COM 365: Organizational Communication

Semester Syllabus - Fall, 2003

Monday/Wednesday 4:10pm-5:30pm Lanigan 104

Semester SyllabusLecture Notes

Grading Criteria

Course BibliographyApproved Department Course Syllabus

Course Overview

Organizational Communication is the study of human communication, including interaction, presentation, and management, within organizations. There are a wide variety of organizations, including corporations, governments, non-profit organizations, religious groups, social movements, political parties, universities, sororities, communities, and families. All are built with people and their communication with each other.

The origins of organizational communication go back before the dawn of human history and the tribes that formed the first real human organizations to pack behavior in a variety of primates and hive behavior in bees, ants, and other organizms. Human organizations have evolved considerably from the first human tribes, however, and they continue to evolve in response to new human needs, and and new ways of communicating.

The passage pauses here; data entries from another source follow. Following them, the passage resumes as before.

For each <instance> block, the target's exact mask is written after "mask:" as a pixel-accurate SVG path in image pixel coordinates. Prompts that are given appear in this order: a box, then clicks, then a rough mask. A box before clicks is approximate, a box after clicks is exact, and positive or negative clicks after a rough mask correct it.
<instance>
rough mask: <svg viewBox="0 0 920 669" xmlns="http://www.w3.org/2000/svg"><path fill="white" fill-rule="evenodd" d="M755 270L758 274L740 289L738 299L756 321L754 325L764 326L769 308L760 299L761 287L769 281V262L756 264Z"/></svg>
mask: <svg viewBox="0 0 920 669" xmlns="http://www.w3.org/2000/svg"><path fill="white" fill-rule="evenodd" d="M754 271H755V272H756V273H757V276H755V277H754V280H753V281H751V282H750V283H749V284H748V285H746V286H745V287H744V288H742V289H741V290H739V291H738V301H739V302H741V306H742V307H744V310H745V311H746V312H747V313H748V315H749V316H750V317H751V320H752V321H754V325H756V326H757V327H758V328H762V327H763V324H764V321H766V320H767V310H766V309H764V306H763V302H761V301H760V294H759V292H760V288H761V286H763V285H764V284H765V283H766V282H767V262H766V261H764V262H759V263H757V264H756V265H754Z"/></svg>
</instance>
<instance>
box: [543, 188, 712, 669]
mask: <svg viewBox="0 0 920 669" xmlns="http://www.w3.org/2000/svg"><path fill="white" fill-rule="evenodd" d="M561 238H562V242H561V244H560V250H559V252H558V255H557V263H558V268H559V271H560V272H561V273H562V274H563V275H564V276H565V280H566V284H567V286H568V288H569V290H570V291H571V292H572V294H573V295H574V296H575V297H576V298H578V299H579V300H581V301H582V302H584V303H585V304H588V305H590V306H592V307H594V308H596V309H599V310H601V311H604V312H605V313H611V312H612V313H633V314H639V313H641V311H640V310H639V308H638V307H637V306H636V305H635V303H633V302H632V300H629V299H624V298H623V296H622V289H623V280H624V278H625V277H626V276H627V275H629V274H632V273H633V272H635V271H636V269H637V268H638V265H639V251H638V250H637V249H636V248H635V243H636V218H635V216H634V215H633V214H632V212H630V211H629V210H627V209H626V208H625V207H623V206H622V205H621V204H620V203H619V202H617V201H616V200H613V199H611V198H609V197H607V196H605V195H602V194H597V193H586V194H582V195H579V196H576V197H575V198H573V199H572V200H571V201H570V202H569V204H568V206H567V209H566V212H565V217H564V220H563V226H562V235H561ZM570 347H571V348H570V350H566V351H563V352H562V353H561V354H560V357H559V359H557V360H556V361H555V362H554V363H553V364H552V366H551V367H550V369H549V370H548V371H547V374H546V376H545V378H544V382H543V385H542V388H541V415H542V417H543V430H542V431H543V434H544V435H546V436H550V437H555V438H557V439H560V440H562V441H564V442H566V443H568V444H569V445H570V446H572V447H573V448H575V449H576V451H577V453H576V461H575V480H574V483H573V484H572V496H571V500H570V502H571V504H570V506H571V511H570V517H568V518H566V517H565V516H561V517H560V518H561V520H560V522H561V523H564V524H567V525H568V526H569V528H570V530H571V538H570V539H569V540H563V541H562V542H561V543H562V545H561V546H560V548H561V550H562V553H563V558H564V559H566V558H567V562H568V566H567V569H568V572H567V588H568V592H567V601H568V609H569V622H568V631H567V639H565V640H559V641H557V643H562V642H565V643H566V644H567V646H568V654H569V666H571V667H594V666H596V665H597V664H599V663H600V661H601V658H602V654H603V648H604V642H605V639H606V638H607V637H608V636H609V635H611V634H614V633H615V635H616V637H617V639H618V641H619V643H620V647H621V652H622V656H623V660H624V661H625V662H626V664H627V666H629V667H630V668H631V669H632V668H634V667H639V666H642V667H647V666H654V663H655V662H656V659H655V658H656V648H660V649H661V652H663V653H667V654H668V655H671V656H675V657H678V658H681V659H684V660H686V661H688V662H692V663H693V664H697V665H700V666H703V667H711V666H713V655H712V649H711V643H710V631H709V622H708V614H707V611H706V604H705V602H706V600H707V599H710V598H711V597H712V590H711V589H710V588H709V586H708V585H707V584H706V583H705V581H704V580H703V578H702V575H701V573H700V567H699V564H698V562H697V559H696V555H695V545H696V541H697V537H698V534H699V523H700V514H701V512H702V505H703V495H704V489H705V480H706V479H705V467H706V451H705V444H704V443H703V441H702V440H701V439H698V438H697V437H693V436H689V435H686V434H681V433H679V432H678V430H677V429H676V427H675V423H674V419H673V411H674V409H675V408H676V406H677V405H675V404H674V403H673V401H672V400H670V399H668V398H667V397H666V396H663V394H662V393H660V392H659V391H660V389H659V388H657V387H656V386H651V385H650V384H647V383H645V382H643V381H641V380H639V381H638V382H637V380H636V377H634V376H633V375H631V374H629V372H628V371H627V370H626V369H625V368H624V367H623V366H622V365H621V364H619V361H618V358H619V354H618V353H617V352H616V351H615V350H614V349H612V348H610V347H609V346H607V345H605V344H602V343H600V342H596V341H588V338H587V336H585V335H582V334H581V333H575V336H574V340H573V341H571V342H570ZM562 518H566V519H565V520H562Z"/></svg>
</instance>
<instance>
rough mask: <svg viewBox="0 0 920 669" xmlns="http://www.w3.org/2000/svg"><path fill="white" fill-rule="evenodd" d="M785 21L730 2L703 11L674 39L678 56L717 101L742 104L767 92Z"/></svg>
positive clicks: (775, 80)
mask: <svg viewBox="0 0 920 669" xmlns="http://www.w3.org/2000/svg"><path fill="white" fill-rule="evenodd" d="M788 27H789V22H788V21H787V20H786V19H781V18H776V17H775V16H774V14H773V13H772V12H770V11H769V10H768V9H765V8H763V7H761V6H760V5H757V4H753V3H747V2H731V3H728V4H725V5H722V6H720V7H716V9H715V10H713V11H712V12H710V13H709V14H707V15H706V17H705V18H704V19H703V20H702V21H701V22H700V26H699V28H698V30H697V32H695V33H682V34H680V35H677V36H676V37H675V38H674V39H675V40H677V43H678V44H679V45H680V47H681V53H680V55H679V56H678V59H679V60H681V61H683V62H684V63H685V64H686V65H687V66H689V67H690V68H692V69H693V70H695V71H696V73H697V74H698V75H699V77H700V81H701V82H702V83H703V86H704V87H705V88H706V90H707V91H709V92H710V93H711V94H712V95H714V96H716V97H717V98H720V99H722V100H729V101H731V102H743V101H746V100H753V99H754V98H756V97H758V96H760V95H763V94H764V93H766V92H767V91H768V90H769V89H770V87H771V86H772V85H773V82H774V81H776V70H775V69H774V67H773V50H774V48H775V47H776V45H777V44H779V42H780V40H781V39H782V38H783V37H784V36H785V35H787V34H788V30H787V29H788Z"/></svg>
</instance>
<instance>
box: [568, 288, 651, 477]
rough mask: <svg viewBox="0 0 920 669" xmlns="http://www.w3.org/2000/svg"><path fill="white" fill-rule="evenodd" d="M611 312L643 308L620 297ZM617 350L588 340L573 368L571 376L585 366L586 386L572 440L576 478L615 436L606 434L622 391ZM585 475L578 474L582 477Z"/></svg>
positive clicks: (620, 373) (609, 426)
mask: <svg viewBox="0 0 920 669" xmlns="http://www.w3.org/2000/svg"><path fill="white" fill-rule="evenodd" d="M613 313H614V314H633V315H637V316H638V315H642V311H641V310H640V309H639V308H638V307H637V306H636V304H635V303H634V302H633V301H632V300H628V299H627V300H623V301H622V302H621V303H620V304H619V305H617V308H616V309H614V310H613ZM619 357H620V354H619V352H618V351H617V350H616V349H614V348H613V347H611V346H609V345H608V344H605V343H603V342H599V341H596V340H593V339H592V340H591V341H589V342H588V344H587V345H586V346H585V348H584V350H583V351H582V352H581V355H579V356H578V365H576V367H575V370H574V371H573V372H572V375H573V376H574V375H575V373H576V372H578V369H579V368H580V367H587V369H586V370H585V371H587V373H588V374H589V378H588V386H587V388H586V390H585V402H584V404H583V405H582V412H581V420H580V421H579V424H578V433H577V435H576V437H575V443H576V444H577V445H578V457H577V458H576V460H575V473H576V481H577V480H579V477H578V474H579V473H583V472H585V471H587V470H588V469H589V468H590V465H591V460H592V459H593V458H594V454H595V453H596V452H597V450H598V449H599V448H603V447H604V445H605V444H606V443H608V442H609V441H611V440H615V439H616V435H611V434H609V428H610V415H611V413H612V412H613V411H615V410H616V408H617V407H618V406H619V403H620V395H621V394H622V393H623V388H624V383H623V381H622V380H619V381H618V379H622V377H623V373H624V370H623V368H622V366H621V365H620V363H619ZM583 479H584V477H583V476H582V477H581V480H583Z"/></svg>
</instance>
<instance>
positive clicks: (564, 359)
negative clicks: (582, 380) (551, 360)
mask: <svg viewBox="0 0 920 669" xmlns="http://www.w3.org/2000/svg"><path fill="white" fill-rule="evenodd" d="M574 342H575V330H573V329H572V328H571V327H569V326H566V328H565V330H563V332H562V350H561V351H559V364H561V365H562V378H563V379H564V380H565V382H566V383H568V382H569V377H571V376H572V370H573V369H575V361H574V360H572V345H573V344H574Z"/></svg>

We all participate in a variety of different organizations over the course of our lives. To the extent that we spend long periods of times in organizations, it is likely that our relationship to those organizations is likely to change. We will take on new roles. We will inherit new rights and responsibilities. These changes will change the ways in which we communicate in organizations. Even if we make a career in public relations or in the mass media as journalists, broadcasters, our participation with others in organizations will shape our careers and career opportunities.

This course will examine the process of organizational communication as a means through which we work, build relationships, and make the world just a little bit better place to live through effective communication. It will treat organizations as ecologies in which multiple communication media and other systems are used in complementary ways to achieve organizational goals.

Texts

Eisenberg, Eric M. and H. L. Goodall, Jr. Organizational Communication: Balancing Creativity and Constraint: Third Edition. Bedford/St. Martins Press; 2001.

Nichols, Ralph G., Leonard A. Stevens, Fernando Bartolome, Argyris, and George M. Prince (editors). Harvard Business Review on Effective Communication. Harvard Business School Pr; ISBN: 1578511437; 1st edition (September 1999).

Taylor, James R., Carole Groleau, Lorna Heaton, and Elizabeth Van Every. The Computerization of Work: A Communication Perspective. Sage; 2001.

Note that I had planned to use a different text (Miller, Katherine. Organizational Communication: Approaches and Processes. Thomson Wadsworth, 2003) as the central text in the course, but returned to Eisenberg and Goodall (which I used last year) when the Miller text proved to be unavailable.